When she returned to the living room, she brought the invalid a fresh glass of water and a warm washcloth to wipe his hands, then knelt at the hearth. Once the fire was tended, she fully intended to sink into a nightlong coma. The blaze was going strong, but she needed to poke the fattest logs, tidying up the bed of ashes, add on two more slow-burning logs.
“The way you talked to the sheriff, you seemed to know him.” Teague, darn him, sounded wide awake.
“George Webster?
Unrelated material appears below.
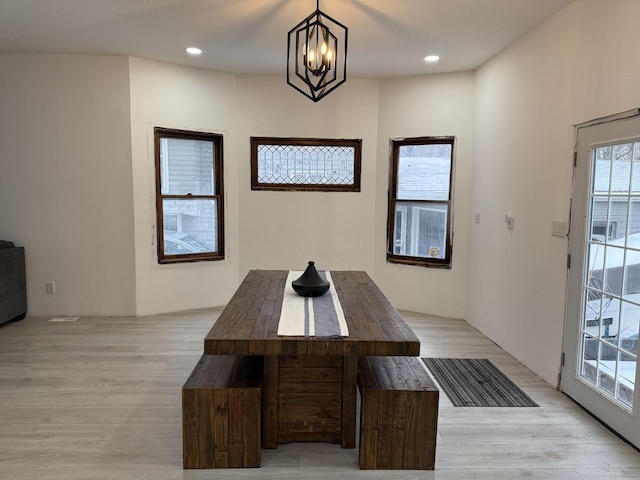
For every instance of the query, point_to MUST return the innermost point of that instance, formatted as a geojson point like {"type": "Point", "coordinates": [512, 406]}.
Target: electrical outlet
{"type": "Point", "coordinates": [509, 220]}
I went to school with him.” She hung up the poker and turned around. “He followed me around my whole senior year with his tongue hanging out.”
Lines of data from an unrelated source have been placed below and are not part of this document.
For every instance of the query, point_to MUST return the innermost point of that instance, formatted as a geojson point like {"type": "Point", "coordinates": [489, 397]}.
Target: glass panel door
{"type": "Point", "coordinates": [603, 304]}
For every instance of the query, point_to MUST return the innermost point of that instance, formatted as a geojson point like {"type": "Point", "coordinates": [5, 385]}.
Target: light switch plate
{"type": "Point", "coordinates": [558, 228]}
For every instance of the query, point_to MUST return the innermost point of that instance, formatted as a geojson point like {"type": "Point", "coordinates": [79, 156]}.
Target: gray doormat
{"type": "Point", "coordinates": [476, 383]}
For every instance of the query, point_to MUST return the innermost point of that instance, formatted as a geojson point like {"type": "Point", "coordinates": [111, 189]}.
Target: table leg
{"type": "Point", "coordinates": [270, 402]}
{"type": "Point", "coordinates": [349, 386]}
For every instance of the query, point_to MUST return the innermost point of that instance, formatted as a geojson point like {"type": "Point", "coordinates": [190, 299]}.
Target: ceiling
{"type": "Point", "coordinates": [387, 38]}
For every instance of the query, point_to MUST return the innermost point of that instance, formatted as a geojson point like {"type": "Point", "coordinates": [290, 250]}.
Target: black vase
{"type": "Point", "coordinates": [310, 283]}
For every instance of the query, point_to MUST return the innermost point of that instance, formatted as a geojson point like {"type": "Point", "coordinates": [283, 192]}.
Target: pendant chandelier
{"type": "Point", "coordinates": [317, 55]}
There, she’d won a grin. His eyes tracked her as she pushed off her shoes and shook out a blanket. “I’ll bet a lot of boys followed you with their tongues hanging out,” he said wryly.
“A few,” she admitted. “What kills me now is realizing how immature I was. I wanted the guys to like me. I wanted a reputation for being wild and fun. And whether that was dumb or not, I had two younger sisters, both of whom looked up to me. I should have been thinking about being a role model for them, and instead…”
“Instead what?”
“Instead…” She curled up in the overstuffed recliner and wrapped the blanket around her. God knew why she was talking. Probably because she was too darn tired to think straight. “Instead there was only one thing in my head in high school. Getting out. I couldn’t wait to grow up and leave White Hills and do something exciting. I was never in real trouble-not like trouble with the police. But someone was always calling my mom on me. My skirt was too short. My makeup was too ‘artsy.’ I’d skip English to hang out in the Art Room. I never did anything
“Yet now you’re back.”
“Only for a short time. I just need a few weeks to catch my breath before moving on again.” Even though her eyes were drooping, she could hear the ardent tone in her voice. She so definitely wasn’t staying. A few hours back in White Hills, and already she’d been caught up in a blizzard and a guy problem. It was a sign. She should never have tried coming home. Even for a month. Even knowing she’d been pretty darn desperate.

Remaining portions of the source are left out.